E tu non potrai replicare nulla. Anzi. Se sei un imprenditore, da ora in poi dovrai stare attento a dove metti i piedi perché il tuo nome, finito malamente sui giornali, puzza di scandalo e questo non sarà un buon segno né per i fornitori né tanto meno per le banche. Se sei un esponente politico, il quadro che avrai davanti sarà ancora più nero e dovrai prepararti al peggio: nel caso in cui tu ricoprissi un incarico ti chiederanno immediatamente le dimissioni; se invece nutri ancora una qualche ambizione, sappi che la gogna alla quale ti hanno sottoposto ha ammorbato ogni tua aspettativa. Politicamente parlando, ti hanno fatto fuori: da ora in poi i tuoi nemici gongoleranno mentre i tuoi amici puntualmente ti eviteranno. Come si fa con un appestato.

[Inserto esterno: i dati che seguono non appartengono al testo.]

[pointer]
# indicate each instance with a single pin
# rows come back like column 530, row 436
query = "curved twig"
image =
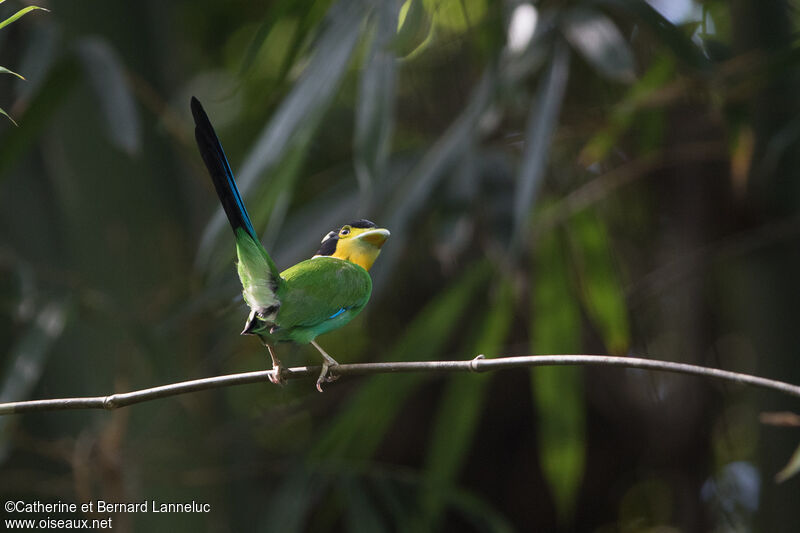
column 479, row 364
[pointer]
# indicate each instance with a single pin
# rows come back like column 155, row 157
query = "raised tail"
column 260, row 278
column 220, row 170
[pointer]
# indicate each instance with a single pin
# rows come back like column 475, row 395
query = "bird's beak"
column 375, row 237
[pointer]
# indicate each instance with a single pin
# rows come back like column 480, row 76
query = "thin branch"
column 479, row 364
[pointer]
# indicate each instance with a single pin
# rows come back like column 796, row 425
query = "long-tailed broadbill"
column 314, row 296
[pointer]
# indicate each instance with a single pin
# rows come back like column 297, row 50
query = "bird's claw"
column 325, row 376
column 277, row 376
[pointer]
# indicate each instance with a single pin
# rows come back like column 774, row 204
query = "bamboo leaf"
column 414, row 28
column 375, row 101
column 4, row 70
column 292, row 126
column 600, row 289
column 22, row 12
column 666, row 32
column 3, row 112
column 413, row 191
column 558, row 391
column 542, row 122
column 791, row 469
column 27, row 360
column 362, row 514
column 107, row 76
column 600, row 42
column 460, row 410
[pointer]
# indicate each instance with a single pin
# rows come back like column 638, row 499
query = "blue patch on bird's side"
column 337, row 313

Sarà pure triste ammetterlo, ma l’intercettazione telefonica ha cambiato il vocabolario della civiltà giuridica. Perché, oltre ad avere incastrato molti criminali, motivo per cui se n’è fatto e se ne fa tanto uso, è riuscita anche nel miracolo di criminalizzare le banalità. “Tu mi tratti come una sguattera del Guatemala”: una moglie può dirlo al marito mille volte e non succede nulla, affari loro; ma se quello sfogo o quel risentimento finisce in una carta giudiziaria e poi sui giornali l’effetto che fa è tutta un’altra musica. Non solo. Il ricorso sempre più smodato all’intercettazione ha compiuto anche un secondo miracolo. È riuscito, come hanno potuto sperimentare politici e imprenditori, ad assegnare un castigo a tanti innocenti, eliminati dal gioco – che poi era il loro mondo, la loro vita – quasi sempre per “una superiore ragione di giustizia” ma spesso anche per il capriccio o la leggerezza di un magistrato. Chi li risarcirà? La risposta è scontata: nessuno.

Ma forse questa – che pure tocca la dignità di persone finite senza colpa negli inferi blandi della mortificazione e della dimenticanza – non è ancora la domanda da porgere a chi ha il potere di disporre un’intercettazione o a chi avrebbe teoricamente, molto teoricamente, il potere di regolamentare per legge l’uso di questo delicatissimo strumento d’indagine. La domanda irriverente da porre è un’altra e riguarda il fine ultimo di una intercettazione. I magistrati – tutti inclusi e nessuno escluso: la puntualizzazione è doverosa – inizialmente mettono un telefono sotto controllo al solo scopo, come prevede il codice, di scoprire scelleratezze di particolare gravità, reati cioè per i quali è prevista una pena superiore ai cinque anni: l’abuso d’ufficio, per esempio, non lo consentirebbe ma siccome l’indiziato finisce per chiacchierare con più di cinque persone, il pm ipotizza l’associazione a delinquere e tira avanti lo stesso. Se poi però si va a guardare dentro certi corposissimi dossier si scopre che tonnellate e tonnellate di intercettazioni non hanno raggiunto l’obiettivo primario, quello cioè di fornire la prova provata del reato per cui sono state disposte; in compenso però hanno dato la possibilità ai magistrati di avere tanto e tale materiale da non sapere addirittura da dove cominciare.

Tra quei brogliacci c’è tutto il bene e il male del mondo: c’è l’argomento scabroso, c’è il personaggio che mai ti saresti aspettato di trovare, c’è la frase tagliente che può incastrare il sindaco o il ministro, c’è l’ammiccamento obliquo che può mascariare Palazzo Chigi, c’è la buccia di banana sulla quale può scivolare l’eroe antimafia, c’è l’allusione che può rivelare patti scellerati tra un politico e un imprenditore, c’è il parlare a mezza bocca tra il funzionario e l’ipotetico corruttore. Tra quei brogliacci c’è, insomma, un reliquario di nefandezze, vario e variegato; e al magistrato, comodamente seduto sulla riva del fiume, non resta che sfogliare la margherita: questo sì, questo no; questo lo mangio oggi, questo lo mangio domani. Un gioco a nascondere e a svelare dal quale parte, come capita quasi sempre, una nuova giostra: magari più esaltante, magari più promettente. Non per la carriera del pm che indaga, ci mancherebbe altro. Ma per la Giustizia, quella scritta con una maiuscola così maiuscola da meritare il rango di divinità.